Get The Facts:
- More than 50 million animals are violently killed for use in fashion every year.
- Methods used to kill animals for their fur include gassing, electrocution, and neck breaking. Fur-bearing animals are also caught and killed in barbaric body-gripping traps.
- Neither fur nor fur trim is a byproduct of the meat industry. Rabbit fur is often falsely identified as a byproduct of meat production. The truth is, few rabbit skins are obtained from slaughterhouses, which more often dispose of the undesirable pelts of rabbits bred to make meat. Fur comes from animals who are factory-farmed or trapped purely for fashion.
- The fur trim market is an equal, if not greater, threat to animals than is the making of fur coats.
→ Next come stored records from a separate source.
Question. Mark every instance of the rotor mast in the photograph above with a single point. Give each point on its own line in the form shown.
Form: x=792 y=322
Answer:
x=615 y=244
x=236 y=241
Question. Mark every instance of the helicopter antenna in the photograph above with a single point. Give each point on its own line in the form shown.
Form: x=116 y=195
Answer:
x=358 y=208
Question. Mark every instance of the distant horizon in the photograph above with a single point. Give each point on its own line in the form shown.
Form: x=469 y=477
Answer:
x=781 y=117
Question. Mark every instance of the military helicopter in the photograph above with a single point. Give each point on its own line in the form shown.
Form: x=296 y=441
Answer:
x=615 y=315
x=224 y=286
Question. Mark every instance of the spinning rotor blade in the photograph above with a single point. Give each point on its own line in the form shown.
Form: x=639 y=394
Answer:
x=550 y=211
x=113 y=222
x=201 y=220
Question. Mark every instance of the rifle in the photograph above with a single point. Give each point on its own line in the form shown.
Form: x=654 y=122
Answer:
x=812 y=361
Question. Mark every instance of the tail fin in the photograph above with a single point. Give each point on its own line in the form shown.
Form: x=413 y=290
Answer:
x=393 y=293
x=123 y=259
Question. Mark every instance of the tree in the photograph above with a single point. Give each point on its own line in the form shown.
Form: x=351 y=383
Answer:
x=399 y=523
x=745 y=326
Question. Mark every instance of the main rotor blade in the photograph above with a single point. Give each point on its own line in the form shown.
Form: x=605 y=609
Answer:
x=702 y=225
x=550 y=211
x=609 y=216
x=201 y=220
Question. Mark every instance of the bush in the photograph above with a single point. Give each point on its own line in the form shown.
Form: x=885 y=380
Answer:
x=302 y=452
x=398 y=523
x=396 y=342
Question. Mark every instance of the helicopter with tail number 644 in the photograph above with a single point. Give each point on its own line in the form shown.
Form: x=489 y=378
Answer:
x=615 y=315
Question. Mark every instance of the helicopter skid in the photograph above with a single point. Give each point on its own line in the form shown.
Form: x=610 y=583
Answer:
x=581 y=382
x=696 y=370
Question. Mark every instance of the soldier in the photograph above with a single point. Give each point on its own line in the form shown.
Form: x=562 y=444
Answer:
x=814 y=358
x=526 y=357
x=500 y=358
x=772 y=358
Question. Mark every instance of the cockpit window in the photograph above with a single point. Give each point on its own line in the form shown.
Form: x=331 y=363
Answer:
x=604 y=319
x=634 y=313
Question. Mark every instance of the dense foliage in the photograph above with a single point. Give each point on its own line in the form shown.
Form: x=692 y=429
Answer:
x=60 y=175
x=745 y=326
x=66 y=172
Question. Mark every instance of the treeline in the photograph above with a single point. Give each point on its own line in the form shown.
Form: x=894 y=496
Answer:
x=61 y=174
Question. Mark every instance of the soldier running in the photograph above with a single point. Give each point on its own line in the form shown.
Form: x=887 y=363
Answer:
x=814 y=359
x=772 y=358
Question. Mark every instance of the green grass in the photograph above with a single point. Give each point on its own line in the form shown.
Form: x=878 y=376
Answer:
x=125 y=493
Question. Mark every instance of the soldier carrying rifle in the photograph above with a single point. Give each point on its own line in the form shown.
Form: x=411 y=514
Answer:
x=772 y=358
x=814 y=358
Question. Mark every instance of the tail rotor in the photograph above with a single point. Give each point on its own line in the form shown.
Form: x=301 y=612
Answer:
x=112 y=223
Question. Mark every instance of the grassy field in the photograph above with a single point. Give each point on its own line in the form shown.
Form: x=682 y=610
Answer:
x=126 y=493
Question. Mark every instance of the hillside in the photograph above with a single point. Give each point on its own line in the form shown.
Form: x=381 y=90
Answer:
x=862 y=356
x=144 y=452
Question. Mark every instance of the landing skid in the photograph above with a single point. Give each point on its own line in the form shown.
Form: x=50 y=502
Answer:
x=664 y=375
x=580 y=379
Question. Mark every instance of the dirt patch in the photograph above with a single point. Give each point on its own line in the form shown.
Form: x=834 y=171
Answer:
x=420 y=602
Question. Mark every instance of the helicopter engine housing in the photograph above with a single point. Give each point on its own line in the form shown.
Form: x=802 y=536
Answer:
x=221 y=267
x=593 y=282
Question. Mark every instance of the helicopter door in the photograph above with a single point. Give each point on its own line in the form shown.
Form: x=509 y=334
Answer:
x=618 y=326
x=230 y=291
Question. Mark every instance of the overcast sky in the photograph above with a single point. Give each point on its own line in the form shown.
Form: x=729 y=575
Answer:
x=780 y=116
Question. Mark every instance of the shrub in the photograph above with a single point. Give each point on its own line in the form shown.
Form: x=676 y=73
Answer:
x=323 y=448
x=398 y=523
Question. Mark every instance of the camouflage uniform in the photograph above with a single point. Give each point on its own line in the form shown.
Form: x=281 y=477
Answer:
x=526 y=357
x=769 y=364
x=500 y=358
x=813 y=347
Fur trim is not what’s “left over” from making full-length fur coats. Thousands of animals are killed simply to provide trimming effects for fashion. Even purchasing the tiniest bit of fur trim supports the cruel fur industry.
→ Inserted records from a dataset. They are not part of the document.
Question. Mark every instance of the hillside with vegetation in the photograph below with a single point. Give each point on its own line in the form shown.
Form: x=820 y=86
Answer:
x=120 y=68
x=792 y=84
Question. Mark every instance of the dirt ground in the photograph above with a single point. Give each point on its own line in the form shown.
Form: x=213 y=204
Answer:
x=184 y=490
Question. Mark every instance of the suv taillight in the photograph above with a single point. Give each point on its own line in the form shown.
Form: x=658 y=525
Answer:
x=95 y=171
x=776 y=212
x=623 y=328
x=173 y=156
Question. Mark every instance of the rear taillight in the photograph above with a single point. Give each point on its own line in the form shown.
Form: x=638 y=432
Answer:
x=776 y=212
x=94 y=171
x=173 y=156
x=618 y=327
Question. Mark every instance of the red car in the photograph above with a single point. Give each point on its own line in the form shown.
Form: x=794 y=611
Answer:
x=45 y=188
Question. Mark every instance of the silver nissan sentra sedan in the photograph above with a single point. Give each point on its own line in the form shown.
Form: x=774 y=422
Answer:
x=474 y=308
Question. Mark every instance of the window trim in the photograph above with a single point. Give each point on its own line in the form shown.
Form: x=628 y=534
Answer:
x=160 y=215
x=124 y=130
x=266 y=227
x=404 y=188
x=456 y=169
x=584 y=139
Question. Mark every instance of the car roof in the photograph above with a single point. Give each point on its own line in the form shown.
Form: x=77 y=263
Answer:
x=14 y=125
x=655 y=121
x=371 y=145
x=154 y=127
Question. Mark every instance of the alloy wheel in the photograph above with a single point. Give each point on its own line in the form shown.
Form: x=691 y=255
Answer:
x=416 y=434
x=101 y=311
- Garment or accessory labels cannot always be relied upon to accurately identify the type of animal fur used in an item. Born Free USA advises erring on the side of caution and compassion by not buying items that you cannot verify are fur-free.
- Many European countries have banned or are in the process of phasing out some or all fur farming based largely on the understanding that it is impossible to raise furbearing animals in captive conditions that adequately ensure their welfare while maintaining financial viability.
- Fur “farms” or “ranches” are not humane alternatives to trapping. The terms are euphemisms used by the fur industry to describe confinement facilities in which fur-bearing animals are caged and killed. Currently, there are no federal laws providing protection for the millions of animals held in these factory-like farms.
- Seals are still being clubbed and brutally slain for their fur. The Canadian seal hunt is the world’s largest remaining commercial slaughter of marine mammal; close to a million harp seals were authorized to be killed between 2003 and 2005. The use of seal fur in fashion is a contributes to this massacre.
- Although historically, the fur trade played a role in the development of the early North American economy, tradition never justifies abuse. There are many cultural practices once seen as acceptable that are now viewed as horrific relics of a more brutal time.
- The fur industry is a threat to our environment and wildlife, contributing to higher energy costs, pollution, land destruction, and reductions in populations of wild animals, including endangered and threatened species who may be accidentally trapped and killed.